The Arctic region is experiencing a notable increase in precipitation, known as Arctic wetting, amidst the backdrop of Arctic warming. This phenomenon has implications for the Arctic hydrological cycle and numerous socio-ecological systems. However, the ability of climate models to accurately simulate changes in Arctic wetting has not been thoroughly assessed. In this peer reviewed study, a team, including AER Principal Scientist Judah Cohen, analyzed total precipitation in the Arctic using station data, multiple reanalyses, and 35 models participating in the Coupled Model Intercomparison Project Phase 6 (CMIP6). The team evaluated the models' capability to reproduce past Arctic wetting patterns. Our findings indicate that most reanalyses and models are able to replicate Arctic wetting. However, the CMIP6 models generally exhibit an overestimation of Arctic wetting during the warm season and an underestimation during the cold season from 1979 to 2014 when compared to the ERA5 reanalysis. Further investigation reveals that the overestimation of wetting during the warm season is largest over the Arctic Ocean's northern part, specifically the Canadian Arctic Archipelago, and is associated with an overestimation of atmospheric moisture transport. Conversely, the models significantly underestimate wetting over the Barents-Kara Sea during the cold season, which can be attributed to an underestimation of evaporation resulting from the models' inadequate representation of sea ice reduction in that region. The models with the best performance in simulating historical Arctic wetting indicate a projected intensification of Arctic wetting, and weighting those models more heavily significantly reduce uncertainties in future projections compared to the original models, particularly in the cold season and oceanic regions. Our study highlights significant biases in the CMIP6 models' simulation of Arctic precipitation, and improving the model's ability to simulate historical Arctic precipitation could reduce uncertainties in future projections.

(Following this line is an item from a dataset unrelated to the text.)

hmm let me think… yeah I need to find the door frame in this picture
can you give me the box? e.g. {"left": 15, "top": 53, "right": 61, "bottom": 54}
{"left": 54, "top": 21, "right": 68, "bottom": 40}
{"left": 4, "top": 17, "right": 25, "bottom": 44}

Figure. Schematic diagram illustrating the impacts of atmospheric moisture transport and sea ice changes on Arctic wetting during the (a) warm and (b) cold seasons over the Arctic Ocean. Numbers in parentheses represent contributions of sea ice and atmospheric moisture transport to mean Arctic precipitation as indicated by the ERA5 reanalysis. The block diagram shows the dominant factors for the simulation bias of the CMIP6 models.
Citation: Assessing Arctic Wetting: Performances of CMIP6 Models and Projections of Future Precipitation Changes
Z. Cai, Q. You, H. W. Chen, R. Zhang, Z. Zuo, D. Chen, J. Cohen, J. A. Screen
Atmospheric Research, 297, 107124, 2024.